Question

Which equation represents a hyperbola with a center at (0, 0), a vertex at (−48, 0), and a focus at (50, 0)?

Answer 1

bearing in mind that "a" is the length of the traverse axis, and "c" is the distance from the center to either foci.

we know the center is at (0,0), we know there's a vertex at (-48,0), from the origin to -48, that's 48 units flat, meaning, the hyperbola is a horizontal one running over the x-axis whose a = 48.

we also know there's a focus point at (50,0), that's 50 units from the center, namely c = 50.

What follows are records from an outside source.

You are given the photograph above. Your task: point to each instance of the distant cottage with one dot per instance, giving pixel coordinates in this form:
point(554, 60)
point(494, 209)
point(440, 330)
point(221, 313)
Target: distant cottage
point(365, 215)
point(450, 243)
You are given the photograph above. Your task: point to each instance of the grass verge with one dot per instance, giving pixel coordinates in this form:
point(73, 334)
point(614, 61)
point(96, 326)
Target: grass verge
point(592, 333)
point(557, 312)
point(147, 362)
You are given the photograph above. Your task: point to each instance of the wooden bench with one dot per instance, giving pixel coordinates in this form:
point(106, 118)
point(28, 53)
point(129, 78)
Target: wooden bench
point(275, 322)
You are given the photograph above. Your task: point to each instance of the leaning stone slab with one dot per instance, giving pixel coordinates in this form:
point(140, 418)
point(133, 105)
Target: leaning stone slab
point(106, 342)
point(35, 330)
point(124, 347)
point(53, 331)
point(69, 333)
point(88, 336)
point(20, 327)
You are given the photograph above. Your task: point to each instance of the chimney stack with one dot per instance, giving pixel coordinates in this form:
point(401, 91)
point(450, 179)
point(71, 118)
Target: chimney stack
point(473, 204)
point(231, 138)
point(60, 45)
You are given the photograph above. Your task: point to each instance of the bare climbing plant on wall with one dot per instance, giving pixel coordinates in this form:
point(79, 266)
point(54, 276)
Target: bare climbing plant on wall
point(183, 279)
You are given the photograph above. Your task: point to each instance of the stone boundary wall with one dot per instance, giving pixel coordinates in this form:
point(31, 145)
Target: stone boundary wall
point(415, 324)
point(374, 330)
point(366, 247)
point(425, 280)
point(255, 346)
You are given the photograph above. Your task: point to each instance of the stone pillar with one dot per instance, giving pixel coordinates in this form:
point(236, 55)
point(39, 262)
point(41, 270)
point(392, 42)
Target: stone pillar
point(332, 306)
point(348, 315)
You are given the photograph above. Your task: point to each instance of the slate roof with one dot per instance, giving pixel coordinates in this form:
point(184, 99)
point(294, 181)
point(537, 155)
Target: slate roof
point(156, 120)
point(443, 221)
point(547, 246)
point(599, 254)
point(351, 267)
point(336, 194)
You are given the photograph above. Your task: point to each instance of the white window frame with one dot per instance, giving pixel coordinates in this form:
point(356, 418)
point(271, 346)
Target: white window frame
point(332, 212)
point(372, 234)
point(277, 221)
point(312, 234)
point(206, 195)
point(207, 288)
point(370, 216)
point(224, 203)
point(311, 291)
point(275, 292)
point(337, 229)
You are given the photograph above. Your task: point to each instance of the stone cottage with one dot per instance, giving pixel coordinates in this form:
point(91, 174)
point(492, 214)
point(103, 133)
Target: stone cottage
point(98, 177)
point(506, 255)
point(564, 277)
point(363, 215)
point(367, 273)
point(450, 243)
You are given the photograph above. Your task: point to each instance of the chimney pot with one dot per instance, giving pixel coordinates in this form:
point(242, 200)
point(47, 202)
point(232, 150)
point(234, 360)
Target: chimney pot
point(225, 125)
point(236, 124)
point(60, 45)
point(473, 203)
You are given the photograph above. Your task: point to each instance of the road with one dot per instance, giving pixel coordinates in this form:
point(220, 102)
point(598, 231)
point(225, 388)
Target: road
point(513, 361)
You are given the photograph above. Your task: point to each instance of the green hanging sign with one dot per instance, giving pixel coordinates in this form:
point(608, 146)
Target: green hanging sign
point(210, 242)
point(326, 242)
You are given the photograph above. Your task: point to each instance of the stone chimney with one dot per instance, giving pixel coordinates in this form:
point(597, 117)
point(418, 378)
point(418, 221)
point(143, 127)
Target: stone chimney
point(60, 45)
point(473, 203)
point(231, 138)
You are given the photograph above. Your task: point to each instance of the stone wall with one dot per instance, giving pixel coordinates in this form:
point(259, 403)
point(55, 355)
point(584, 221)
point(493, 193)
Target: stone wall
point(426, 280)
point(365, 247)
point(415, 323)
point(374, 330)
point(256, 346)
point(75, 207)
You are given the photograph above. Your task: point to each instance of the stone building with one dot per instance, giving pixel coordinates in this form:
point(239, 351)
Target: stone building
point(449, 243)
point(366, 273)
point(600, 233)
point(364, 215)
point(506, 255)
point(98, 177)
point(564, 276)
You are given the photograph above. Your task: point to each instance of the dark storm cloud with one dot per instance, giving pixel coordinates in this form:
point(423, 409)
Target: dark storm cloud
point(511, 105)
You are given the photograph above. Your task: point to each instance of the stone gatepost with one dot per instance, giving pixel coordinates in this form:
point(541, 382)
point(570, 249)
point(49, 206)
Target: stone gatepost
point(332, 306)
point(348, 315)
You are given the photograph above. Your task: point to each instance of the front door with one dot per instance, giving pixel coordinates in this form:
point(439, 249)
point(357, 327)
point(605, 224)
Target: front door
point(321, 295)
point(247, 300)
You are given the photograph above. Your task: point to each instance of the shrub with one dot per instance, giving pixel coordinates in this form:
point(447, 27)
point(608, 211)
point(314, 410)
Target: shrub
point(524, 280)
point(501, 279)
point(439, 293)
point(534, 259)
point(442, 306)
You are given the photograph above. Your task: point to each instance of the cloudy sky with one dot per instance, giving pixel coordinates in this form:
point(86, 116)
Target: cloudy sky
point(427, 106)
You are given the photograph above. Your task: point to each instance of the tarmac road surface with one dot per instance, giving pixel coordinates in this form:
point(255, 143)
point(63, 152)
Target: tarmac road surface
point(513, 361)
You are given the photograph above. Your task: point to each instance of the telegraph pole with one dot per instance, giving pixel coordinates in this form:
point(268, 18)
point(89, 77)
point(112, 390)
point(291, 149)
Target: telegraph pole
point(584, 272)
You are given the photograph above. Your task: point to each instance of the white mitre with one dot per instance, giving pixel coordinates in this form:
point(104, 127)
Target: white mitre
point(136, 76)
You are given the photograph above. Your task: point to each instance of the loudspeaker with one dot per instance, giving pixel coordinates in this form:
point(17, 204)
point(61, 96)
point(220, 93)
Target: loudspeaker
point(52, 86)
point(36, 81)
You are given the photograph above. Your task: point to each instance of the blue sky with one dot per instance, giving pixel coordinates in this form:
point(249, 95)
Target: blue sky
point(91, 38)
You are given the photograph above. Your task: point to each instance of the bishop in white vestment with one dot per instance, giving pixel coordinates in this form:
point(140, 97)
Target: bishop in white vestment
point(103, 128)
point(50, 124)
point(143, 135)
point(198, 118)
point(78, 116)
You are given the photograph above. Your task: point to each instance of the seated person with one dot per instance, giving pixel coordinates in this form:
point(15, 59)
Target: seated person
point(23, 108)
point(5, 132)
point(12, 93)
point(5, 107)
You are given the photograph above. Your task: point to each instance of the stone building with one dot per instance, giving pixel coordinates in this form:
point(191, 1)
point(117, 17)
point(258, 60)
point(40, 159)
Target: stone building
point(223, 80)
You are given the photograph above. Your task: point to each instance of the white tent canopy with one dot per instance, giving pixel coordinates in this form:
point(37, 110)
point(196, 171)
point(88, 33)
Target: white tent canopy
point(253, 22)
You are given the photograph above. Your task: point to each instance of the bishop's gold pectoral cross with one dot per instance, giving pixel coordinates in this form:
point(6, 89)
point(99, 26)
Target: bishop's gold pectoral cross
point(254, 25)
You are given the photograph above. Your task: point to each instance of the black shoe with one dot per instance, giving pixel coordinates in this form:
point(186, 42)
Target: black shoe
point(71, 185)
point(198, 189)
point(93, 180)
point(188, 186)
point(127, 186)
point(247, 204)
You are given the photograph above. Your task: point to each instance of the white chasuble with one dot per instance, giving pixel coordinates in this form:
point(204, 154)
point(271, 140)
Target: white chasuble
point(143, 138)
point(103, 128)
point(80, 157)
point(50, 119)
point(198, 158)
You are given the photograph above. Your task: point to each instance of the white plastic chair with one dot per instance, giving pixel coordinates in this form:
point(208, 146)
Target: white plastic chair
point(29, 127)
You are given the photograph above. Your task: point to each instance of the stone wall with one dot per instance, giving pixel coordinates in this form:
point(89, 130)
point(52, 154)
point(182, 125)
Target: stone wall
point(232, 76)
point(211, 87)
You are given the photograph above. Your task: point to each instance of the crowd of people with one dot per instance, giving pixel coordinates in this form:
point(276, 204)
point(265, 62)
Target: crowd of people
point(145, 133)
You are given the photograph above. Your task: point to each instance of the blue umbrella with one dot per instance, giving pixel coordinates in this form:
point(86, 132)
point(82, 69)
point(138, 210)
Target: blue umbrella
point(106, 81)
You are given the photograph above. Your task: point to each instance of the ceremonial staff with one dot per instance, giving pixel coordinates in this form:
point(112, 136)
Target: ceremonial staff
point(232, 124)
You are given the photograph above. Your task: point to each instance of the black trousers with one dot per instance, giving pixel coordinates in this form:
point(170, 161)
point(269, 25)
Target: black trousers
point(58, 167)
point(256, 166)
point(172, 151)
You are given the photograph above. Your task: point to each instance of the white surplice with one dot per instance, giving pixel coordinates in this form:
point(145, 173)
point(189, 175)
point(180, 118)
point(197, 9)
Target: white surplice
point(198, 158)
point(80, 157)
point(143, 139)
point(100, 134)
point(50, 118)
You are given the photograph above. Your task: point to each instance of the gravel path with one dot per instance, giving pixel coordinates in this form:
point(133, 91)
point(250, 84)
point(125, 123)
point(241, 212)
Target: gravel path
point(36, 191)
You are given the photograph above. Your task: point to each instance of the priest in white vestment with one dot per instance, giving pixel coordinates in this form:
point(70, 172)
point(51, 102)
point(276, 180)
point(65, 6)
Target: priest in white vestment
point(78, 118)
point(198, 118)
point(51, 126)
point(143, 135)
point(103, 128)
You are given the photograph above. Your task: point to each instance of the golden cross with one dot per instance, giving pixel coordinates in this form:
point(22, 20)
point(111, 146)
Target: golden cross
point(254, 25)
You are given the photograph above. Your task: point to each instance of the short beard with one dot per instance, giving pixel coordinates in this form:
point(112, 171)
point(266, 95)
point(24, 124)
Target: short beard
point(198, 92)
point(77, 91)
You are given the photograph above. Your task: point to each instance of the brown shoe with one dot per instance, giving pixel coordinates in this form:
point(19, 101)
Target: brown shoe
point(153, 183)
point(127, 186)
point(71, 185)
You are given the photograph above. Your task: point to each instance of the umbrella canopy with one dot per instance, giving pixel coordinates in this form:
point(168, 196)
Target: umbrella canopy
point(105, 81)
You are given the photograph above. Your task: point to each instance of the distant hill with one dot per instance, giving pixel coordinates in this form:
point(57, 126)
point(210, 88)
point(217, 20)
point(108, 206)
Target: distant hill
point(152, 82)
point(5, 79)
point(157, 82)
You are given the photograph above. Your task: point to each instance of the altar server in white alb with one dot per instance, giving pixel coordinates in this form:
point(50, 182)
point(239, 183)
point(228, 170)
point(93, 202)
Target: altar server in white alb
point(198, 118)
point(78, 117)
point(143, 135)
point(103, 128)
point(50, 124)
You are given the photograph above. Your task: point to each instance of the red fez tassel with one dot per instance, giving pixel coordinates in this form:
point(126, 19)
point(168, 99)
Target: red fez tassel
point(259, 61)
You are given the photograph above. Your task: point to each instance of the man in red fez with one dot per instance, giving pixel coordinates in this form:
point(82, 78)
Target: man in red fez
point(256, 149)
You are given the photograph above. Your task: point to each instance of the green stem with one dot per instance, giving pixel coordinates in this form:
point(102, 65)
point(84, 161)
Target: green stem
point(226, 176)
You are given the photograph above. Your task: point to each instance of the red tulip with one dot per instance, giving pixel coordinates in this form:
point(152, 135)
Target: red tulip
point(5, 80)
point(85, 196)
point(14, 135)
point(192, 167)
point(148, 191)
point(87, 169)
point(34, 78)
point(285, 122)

$\bf \textit{hyperbolas, horizontal traverse axis } \\\\ \cfrac{(x- h)^2}{ a^2}-\cfrac{(y- k)^2}{ b^2}=1 \qquad \begin{cases} center\ ( h, k)\\ vertices\ ( h\pm a, k)\\ c=\textit{distance from}\\ \qquad \textit{center to foci}\\ \qquad \sqrt{ a ^2 + b ^2}\\ \textit{asymptotes}\quad y= k\pm \cfrac{b}{a}(x- h) \end{cases} \\\\[-0.35em] \rule{34em}{0.25pt}$

$\bf \begin{cases} h=0\\ k=0\\ a=48\\ c=50 \end{cases}\implies \cfrac{(x-0)^2}{48^2}-\cfrac{(y-0)^2}{b^2}=1 \\\\\\ c=\sqrt{a^2+b^2}\implies \sqrt{c^2-a^2}=b\implies \sqrt{50^2-48^2}=b \\\\\\ \sqrt{196}=b\implies 14=b~\hspace{3.5em}\cfrac{(x-0)^2}{48^2}-\cfrac{(y-0)^2}{14^2}=1\implies \cfrac{x^2}{48^2}-\cfrac{y^2}{14^2}=1$

Answer 2

Answer:

$\dfrac{x^2}{48^2}-\dfrac{y^2}{14^2}=1$

Step-by-step explanation:

The second selection is the only equation in the group that is satisfied by the vertex points (±48, 0).